[mcintyre1994]

That second link is seriously scary, how would you ever avoid falling for that? Does anyone know how it works? Going to https://tranquil-bits.surge.sh I'm guessing I'm seeing the attacker's form, but it has duckduckgo.com/vpn as the URL and https.

Edit: If you click submit on the VPN form you get "This could have been a phishing page." so it's definitely the attacker's form, that's crazy.

[discordianfish]

The problem is the XSS vulnerability. This means the attacker can run arbitrary JS on the site, which I assume is used in the second link to modify the form handlers to run the "This could have been a phishing page.". And yes, that could be used to send the credentials somewhere.

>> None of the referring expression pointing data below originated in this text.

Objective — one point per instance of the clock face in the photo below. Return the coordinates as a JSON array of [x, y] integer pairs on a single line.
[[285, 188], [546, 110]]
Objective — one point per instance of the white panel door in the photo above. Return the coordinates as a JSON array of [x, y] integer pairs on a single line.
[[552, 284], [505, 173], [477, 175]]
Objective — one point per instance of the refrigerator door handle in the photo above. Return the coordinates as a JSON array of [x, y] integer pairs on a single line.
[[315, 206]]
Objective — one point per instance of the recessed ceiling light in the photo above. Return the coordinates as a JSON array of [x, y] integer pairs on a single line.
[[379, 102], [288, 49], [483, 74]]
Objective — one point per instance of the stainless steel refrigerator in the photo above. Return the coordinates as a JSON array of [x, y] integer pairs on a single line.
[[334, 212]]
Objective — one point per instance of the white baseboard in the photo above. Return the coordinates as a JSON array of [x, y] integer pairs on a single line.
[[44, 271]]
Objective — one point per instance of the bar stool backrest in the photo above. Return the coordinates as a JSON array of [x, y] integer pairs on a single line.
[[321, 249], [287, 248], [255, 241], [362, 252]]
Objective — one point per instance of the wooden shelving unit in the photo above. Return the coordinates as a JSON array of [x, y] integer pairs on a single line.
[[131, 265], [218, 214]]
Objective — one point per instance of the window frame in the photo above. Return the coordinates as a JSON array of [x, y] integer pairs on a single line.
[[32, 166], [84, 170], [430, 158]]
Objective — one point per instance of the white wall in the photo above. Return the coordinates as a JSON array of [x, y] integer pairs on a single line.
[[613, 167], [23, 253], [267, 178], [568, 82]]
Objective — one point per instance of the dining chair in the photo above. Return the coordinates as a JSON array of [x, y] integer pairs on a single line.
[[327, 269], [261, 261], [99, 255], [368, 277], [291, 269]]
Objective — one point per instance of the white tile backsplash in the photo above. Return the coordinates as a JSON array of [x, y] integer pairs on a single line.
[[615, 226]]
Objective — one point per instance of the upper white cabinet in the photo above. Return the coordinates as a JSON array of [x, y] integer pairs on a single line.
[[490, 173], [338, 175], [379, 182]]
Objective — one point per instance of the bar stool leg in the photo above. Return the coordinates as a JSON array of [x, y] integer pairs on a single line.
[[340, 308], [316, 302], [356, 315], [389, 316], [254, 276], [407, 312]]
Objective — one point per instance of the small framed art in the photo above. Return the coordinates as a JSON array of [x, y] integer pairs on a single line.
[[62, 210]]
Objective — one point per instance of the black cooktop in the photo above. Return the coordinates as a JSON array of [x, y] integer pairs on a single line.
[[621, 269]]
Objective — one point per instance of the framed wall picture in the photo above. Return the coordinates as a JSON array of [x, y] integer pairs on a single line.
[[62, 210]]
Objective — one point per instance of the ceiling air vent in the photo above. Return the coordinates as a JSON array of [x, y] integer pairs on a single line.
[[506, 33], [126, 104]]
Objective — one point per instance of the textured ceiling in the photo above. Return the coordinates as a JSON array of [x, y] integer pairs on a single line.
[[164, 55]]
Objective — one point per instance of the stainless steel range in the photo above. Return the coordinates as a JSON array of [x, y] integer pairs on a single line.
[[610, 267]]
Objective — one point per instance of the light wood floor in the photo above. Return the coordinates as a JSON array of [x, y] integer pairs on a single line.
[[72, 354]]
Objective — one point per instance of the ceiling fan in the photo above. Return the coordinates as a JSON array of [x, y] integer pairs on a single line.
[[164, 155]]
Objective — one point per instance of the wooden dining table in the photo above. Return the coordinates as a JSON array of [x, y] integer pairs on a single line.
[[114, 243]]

There isn't anything you can do to spot this. This is on DuckDuckGo to fix and they not responding to the report for such long time is irresponsible and not really excusable.

[mcintyre1994]

They're faking the URL too though - https://duckduckgo.com/vpn isn't a real site or product - it just redirects to a DDG search for vpn. The page is entirely the attacker's, but it shows DDG's domain with https.

It looks like tranquil-bit.surge.sh redirects to http://tranquil-bit.surge.sh/vpn so maybe DDG are somehow setting the URL to whatever the u= param redirects to?

[jchw]

The URL faking is with the HTML5 history API. It's possible to fake any URL on that domain because the JavaScript is executed in the context of that domain.